For my insertions, I do not use a distributed setup: I have only one machine, with a lot of RAM and CPUs. In a later time, I will probably split it into VMs, but for now, I would like to make it work on a single node.
The ingest program works as follow:
 - Datas are collected, and when a limit is reached, a thread is created (in a ThreadPoolExecutor).  - That thread create an instance of DataStore, send datas and then destroy the instance of Datastore (which I thought should have closed feature writers).

It is really nice to you to propose check the code for resource cleanup! The code is not public (I write it in the field of my internship), but I changed some variables name, and it should be OK. I attached an archive containing the relevant files of the project.

I will have a look to the documentation links and try to imrove my conf with this.

Thank you,

Rémi Grisot

De : geomesa-users-bounces@xxxxxxxxxxxxxxxx [geomesa-users-bounces@xxxxxxxxxxxxxxxx] de la part de Emilio Lahr-Vivaz [elahrvivaz@xxxxxxxx]
Envoyé : mardi 29 août 2017 17:10
À : geomesa-users@xxxxxxxxxxxxxxxx
Objet : Re: [geomesa-users] number of threads constantly increasing

Hi Rémi,

What is your ingest setup like? If you're seeing thread exhaustion, my first guess would be that you are not cleaning up resources correctly (e.g. closing feature writers). Are you distributing your ingest? Usually for data sets that large you would distribute your ingestion across a cluster using spark or map/reduce, so I'm not sure we've tested billions of points from a single JVM.

The metadata batch writer is configured to use 2 threads, so there may be others generated by Accumulo but I wouldn't expect it to swamp the JVM by itself. It will also only write mutations when you call 'flush' or 'close' on a feature writer, so minimizing those calls would reduce the writes.

There are other batch writers associated with each feature writer you create; those are more likely to be causing issues than the metadata writer as there are more of them, with more threads and greater throughput.

You can control the underlying batch writer configuration via system properties as described here [1], although the metadata writer overrides max memory and max threads [2].

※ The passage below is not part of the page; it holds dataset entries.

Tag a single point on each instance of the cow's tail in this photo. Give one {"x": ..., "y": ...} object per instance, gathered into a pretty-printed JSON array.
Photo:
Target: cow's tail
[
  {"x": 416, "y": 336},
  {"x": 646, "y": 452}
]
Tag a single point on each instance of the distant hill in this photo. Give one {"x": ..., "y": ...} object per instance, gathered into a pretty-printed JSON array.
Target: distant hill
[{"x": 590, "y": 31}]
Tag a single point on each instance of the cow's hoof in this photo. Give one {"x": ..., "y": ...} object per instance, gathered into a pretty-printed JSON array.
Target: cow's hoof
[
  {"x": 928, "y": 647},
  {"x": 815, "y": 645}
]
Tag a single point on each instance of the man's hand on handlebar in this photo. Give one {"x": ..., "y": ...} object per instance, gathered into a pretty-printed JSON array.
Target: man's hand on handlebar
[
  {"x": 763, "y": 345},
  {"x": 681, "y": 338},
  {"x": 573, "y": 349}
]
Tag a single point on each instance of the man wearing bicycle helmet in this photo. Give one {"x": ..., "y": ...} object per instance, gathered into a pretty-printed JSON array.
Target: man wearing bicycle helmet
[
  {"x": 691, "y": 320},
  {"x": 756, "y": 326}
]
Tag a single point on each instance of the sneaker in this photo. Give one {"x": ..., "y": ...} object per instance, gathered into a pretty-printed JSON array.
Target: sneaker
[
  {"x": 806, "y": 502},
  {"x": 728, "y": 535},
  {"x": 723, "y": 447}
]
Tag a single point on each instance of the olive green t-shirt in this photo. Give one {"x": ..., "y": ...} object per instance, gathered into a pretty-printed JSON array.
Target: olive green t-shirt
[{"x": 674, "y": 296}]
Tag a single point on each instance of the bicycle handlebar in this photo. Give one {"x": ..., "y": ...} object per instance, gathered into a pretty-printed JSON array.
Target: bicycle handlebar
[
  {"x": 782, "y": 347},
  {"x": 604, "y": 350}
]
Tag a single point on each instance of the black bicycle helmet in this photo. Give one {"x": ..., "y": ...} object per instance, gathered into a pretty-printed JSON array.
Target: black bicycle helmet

[1] http://www.geomesa.org/documentation/user/accumulo/configuratiissues.on.html#batch-writer-properties,
[2] https://github.com/locationtech/geomesa/blob/master/geomesa-accumulo/geomesa-accumulo-datastore/src/main/scala/org/locationtech/geomesa/accumulo/data/AccumuloBackedMetadata.scala#L30

If you code is public, I'd be glad to give it a quick check for resource cleanup.

Thanks,

Emilio

On 08/29/2017 09:55 AM, GRISOT, REMI wrote:

Hello,

I'm using Geomesa to store large amount of data, and I noticed that while the insertion is running, the number of threads run by the application is constantly increasing (especially those named "BatchWriterLatencyTimer", see picture attached). After looking into the JConsole, it seems that these threads are created in the file AccumuloBackedMetadata.scala (https://github.com/locationtech/geomesa/blob/master/geomesa-accumulo/geomesa-accumulo-datastore/src/main/scala/org/locationtech/geomesa/accumulo/data/AccumuloBackedMetadata.scala) which through the method "write", call an Accumulo method creating the threads (https://github.com/Sciumo/Accumulo/blob/master/src/core/src/main/java/org/apache/accumulo/core/client/impl/TabletServerBatchWriter.java).
On a big insertion (billions of points), the number of threads was so high it caused an OutOfMemoryError, as no more threads could be created.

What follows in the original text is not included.